個人事業の事業承継と相続の基礎
個人事業の事業承継とは
個人事業の事業承継とは、現経営者から後継者に、事業を引き継ぐことです。法人と異なり、個人事業は事業資産(設備・在庫・契約等)と個人の資産が一体化しているため、相続・贈与の考え方を押さえておく必要があります。
事業承継の方法
- 贈与: 後継者に、事業資産・資金を生前に贈与する方法
- 相続: 経営者の死亡後、相続人に事業を引き継がせる方法
- 会社化(法人化): 事業を法人にして、株式を通じて後継者に引き継がせる方法
贈与による承継の考え方
- 贈与税の申告: 年間110万円(基礎控除)を超える贈与は、贈与税の申告が必要
- 暦年贈与: 年110万円ずつ、複数年に分けて贈与する方法
- 相続時精算課税: 将来の相続時に精算する贈与(相続と併用)
契約関係の引き継ぎ
個人事業は、契約・許認可が経営者個人に紐づくため、引き継ぎには次のような手続きが必要です。

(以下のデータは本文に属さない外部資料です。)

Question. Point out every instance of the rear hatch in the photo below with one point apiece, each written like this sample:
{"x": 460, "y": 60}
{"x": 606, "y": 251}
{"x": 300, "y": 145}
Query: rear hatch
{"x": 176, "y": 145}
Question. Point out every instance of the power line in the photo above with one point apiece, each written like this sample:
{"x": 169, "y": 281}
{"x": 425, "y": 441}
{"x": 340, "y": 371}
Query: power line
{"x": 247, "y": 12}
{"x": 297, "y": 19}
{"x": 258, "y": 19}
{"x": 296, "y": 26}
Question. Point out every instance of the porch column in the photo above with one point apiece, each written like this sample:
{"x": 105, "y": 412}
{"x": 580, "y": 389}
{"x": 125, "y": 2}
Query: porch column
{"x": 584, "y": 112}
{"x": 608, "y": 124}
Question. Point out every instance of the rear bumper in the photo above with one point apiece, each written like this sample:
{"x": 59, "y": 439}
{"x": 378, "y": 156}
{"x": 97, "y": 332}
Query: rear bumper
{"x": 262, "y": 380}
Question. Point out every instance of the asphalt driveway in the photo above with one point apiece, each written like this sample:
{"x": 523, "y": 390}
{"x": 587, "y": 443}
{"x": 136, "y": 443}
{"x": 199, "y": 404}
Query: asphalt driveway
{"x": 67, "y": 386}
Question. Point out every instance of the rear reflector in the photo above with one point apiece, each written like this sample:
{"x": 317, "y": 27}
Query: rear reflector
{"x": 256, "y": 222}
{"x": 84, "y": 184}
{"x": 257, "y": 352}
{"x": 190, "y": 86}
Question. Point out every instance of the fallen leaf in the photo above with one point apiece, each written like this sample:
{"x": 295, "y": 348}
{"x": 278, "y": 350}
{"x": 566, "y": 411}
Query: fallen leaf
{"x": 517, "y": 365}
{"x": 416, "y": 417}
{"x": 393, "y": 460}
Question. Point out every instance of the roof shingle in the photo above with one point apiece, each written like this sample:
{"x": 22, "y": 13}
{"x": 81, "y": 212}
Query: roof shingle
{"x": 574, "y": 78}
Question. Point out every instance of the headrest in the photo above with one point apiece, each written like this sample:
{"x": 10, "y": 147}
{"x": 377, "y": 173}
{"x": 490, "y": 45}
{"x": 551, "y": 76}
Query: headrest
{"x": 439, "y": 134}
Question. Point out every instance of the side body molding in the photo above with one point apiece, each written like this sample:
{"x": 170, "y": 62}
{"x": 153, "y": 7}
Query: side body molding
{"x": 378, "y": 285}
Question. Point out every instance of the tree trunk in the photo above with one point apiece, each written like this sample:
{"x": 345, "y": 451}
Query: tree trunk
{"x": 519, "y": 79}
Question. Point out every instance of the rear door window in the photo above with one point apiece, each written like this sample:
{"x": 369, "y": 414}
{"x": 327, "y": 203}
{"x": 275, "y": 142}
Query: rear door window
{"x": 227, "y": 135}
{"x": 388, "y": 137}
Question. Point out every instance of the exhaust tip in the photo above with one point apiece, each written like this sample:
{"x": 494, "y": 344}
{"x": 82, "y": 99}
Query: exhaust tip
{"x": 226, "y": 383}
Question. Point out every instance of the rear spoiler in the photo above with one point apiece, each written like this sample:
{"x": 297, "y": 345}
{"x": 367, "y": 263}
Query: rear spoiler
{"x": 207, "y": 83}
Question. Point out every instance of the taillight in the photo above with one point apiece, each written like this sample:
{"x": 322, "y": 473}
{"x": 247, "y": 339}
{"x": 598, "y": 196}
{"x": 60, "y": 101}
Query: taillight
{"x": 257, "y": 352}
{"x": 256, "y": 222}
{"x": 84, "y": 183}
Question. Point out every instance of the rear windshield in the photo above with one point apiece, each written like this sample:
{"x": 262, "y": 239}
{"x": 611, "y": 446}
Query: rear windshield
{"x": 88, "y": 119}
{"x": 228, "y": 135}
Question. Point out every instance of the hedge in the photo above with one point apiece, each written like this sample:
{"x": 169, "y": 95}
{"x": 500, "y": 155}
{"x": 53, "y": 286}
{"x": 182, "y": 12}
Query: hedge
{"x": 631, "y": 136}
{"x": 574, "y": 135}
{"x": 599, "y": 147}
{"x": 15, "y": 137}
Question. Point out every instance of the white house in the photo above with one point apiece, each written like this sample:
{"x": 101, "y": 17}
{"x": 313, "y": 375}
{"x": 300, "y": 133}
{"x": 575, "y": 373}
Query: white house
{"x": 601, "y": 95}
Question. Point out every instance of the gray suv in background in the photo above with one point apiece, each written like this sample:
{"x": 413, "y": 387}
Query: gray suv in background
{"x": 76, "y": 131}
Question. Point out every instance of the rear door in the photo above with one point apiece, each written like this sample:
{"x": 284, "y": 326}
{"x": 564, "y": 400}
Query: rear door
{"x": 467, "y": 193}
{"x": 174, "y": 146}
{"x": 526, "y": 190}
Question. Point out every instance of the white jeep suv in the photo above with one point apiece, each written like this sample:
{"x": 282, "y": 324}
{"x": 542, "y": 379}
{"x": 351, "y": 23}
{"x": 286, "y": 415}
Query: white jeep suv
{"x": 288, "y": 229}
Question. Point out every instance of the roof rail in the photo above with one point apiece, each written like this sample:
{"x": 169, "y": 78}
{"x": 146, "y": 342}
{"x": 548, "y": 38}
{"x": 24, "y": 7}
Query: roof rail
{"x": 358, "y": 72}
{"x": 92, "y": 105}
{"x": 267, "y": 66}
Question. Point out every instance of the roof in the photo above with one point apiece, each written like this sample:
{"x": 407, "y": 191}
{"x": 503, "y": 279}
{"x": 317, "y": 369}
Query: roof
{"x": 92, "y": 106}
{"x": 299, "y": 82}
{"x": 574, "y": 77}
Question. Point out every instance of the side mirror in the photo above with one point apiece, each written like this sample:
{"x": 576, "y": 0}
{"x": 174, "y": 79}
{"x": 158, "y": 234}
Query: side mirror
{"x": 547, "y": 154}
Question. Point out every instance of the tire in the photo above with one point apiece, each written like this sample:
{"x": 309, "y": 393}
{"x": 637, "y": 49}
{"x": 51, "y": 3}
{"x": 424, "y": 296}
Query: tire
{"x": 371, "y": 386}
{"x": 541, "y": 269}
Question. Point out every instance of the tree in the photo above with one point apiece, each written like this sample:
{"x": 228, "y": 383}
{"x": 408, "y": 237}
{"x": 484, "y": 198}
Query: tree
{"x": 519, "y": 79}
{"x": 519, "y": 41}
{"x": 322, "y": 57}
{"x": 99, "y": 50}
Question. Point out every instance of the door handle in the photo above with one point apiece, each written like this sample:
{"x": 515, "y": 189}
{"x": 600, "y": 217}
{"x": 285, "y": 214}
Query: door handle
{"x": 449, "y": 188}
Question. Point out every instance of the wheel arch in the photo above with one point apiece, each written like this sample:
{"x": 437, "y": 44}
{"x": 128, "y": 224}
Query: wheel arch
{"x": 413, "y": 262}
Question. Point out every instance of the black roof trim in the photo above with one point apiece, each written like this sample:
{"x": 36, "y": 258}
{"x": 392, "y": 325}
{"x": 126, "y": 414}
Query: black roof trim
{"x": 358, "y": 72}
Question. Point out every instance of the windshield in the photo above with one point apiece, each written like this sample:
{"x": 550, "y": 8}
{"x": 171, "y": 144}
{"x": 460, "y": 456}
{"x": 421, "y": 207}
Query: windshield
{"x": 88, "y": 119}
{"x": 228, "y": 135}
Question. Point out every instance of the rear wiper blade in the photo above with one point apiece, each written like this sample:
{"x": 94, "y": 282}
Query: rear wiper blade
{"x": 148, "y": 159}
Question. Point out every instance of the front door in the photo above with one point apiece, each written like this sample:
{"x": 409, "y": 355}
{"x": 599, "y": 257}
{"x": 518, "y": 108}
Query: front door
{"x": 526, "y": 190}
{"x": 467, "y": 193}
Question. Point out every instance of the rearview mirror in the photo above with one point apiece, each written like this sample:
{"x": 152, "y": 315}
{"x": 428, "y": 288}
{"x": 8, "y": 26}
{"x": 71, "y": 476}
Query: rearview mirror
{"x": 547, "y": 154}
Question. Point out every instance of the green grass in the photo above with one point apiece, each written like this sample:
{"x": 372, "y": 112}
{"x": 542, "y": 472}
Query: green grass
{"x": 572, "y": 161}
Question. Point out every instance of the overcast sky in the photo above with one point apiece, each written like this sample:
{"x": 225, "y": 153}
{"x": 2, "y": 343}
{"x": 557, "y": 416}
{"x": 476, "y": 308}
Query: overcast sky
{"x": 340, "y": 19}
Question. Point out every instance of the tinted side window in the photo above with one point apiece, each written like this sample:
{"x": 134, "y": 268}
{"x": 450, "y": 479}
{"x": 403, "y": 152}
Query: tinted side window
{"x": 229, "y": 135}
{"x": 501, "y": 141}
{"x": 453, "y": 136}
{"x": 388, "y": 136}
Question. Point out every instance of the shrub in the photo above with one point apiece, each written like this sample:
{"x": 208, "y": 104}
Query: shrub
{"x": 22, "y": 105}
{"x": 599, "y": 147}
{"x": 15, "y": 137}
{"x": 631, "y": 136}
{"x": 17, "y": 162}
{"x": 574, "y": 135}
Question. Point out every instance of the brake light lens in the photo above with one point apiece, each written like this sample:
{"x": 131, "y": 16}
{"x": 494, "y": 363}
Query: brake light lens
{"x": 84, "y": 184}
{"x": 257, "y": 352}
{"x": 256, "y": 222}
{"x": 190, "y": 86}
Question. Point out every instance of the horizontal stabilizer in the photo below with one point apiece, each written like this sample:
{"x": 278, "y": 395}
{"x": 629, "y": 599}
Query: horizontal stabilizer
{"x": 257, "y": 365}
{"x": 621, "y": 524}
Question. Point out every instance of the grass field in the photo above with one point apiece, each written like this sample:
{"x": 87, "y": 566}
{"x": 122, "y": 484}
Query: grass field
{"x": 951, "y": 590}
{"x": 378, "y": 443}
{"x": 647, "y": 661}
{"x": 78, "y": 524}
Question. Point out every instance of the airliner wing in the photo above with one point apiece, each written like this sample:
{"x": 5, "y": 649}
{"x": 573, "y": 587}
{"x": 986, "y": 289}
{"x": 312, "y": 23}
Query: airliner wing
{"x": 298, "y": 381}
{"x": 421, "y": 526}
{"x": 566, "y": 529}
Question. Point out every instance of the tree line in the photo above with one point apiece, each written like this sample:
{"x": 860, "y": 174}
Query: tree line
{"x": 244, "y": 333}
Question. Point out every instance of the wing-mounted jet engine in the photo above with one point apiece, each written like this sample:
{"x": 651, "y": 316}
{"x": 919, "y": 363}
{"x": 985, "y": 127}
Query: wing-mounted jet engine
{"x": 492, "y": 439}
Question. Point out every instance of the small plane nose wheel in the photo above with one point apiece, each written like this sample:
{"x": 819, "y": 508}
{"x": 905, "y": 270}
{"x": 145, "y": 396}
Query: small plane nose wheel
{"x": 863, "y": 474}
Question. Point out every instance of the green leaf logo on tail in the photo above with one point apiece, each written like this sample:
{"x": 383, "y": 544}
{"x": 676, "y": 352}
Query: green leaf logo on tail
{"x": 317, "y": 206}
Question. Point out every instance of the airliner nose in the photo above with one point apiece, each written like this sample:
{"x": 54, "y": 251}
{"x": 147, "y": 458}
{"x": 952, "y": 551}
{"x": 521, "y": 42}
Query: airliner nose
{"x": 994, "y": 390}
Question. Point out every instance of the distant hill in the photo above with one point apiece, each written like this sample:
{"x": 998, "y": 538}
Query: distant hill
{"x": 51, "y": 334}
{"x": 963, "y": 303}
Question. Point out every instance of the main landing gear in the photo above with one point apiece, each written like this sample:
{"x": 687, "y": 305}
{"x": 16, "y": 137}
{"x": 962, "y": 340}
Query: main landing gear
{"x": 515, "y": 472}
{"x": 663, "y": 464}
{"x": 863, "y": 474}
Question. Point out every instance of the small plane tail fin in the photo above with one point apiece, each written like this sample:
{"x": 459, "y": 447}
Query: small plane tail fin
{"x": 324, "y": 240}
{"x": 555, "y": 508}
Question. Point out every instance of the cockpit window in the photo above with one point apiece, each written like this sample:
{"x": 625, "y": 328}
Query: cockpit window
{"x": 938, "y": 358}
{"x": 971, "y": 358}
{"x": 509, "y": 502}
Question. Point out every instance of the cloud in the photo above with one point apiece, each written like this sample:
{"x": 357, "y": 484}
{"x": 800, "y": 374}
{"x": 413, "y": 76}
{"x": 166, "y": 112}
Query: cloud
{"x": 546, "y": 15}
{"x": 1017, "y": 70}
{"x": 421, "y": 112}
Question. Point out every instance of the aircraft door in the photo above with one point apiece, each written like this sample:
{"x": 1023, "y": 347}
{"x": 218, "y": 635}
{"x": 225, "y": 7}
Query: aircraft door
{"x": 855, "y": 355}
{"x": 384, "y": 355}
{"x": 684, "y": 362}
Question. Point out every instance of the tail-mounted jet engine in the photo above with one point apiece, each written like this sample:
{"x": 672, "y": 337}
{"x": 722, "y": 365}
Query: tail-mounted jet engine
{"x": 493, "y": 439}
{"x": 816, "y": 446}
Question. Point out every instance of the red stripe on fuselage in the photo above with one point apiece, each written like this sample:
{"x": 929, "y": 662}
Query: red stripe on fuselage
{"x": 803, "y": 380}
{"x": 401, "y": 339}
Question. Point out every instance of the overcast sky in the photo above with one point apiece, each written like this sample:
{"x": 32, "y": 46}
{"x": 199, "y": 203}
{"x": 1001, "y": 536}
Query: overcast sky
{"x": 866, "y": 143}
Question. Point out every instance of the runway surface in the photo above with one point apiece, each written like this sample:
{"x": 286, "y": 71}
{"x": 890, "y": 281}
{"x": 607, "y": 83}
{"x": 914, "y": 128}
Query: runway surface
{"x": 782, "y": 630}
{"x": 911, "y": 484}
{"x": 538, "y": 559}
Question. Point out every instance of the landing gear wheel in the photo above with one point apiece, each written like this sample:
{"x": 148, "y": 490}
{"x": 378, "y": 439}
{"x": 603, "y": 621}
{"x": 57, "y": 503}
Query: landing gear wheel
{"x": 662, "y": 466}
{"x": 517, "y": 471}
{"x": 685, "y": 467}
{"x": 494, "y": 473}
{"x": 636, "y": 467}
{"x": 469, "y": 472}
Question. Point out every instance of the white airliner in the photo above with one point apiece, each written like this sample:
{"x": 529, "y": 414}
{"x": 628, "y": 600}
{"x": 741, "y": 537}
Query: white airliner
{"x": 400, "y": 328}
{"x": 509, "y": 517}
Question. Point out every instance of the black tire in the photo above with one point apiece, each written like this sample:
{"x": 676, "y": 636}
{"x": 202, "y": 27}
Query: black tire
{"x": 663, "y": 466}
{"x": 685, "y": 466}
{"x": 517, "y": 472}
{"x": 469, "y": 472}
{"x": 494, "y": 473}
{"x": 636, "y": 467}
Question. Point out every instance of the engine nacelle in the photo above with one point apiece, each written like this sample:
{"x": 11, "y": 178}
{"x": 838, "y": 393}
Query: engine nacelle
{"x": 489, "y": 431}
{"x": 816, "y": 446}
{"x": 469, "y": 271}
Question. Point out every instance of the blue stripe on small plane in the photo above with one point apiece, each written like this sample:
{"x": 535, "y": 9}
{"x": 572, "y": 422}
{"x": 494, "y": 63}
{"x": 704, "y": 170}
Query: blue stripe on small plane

- 取引先との契約: 契約書の名義変更(または新規契約)
- 許認可: 許認可は原則、後継者への引き継ぎができない場合が多いため、新規申請が必要
- 保険・契約: 銀行口座・保険等の名義変更
- 従業員: 雇用契約・社会保険の切り替え
相続税の評価の基本
事業資産は、相続開始日の時価で評価するのが原則です。評価方法には、路線価(土地)・固定資産税評価額(建物)等が使われます。評価が複雑な場合は、税理士に相談することが大切です。
許認可は引き継げない
個人事業の許認可(建設業許可・宅建業免許等)は、原則として経営者個人に付与されるもので、相続では引き継げません。事業を継続するには、後継者が新たに許認可を取得する必要がある点に注意しましょう。
制度の詳細は、国税庁の相続税に関する案内または税理士にご確認ください。